Ерохин на землю тоже не докладывал и доложил, только когда сели, — тремя фразами: первая про Гуськова, вторая про машину, третья про горючее, которого в обрез у всех.
Мотор его достал до нас раньше самой машины: малые обороты слышно издалека и снизу вверх, и звук был чужой, ровный и низкий.
Пожарную выкатили к краю, санитарную поставили рядом, и не понадобились обе.
Санитарную потом ещё час не убирали, на всякий случай; так делали всегда, и всегда это было лишним, кроме тех раз, когда не было.
Сел он жёстко и с первого захода, из-под капота потянуло дымом и горелым маслом, а фонарь снаружи был в масле до половины.
Пожарную откатили обратно тихо, без команды.
Вылез он сам и долго не мог отстегнуться, а вылезши, стоял и держался за кромку, и простоял так с минуту, прежде чем отпустить.
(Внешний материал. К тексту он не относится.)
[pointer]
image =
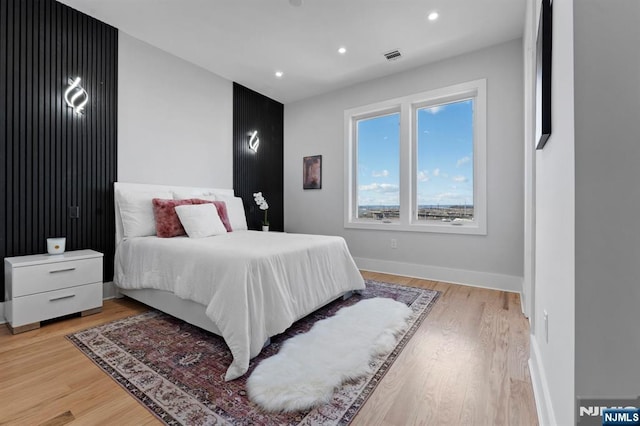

Масло было на нём до локтей: перчатки он снял ещё в воздухе.
Ему принесли воды — не взял. Потом взял и не пил.
Лунин полез смотреть радиатор, смотрел долго и сказал: не сегодня.
Гришин спросил: когда.
— Запасного нет. Пока не привезут.
Машину закатили в дальний капонир, и Гуськов остался без машины: свободной не было, лётчиков в полку третью неделю было больше, чем машин.
Пробоин насчитали три — одну в радиаторе, две в обшивке. Тюрин считал вслух и на третьей замолчал.
В тот вечер он со стоянки не ушёл и просидел у капонира до темноты. Клюев прошёл мимо дважды и не остановился, а на третий раз сел рядом молча.
В лист я записал две строки: первая — что били не по ведущему, вторая — три секунды.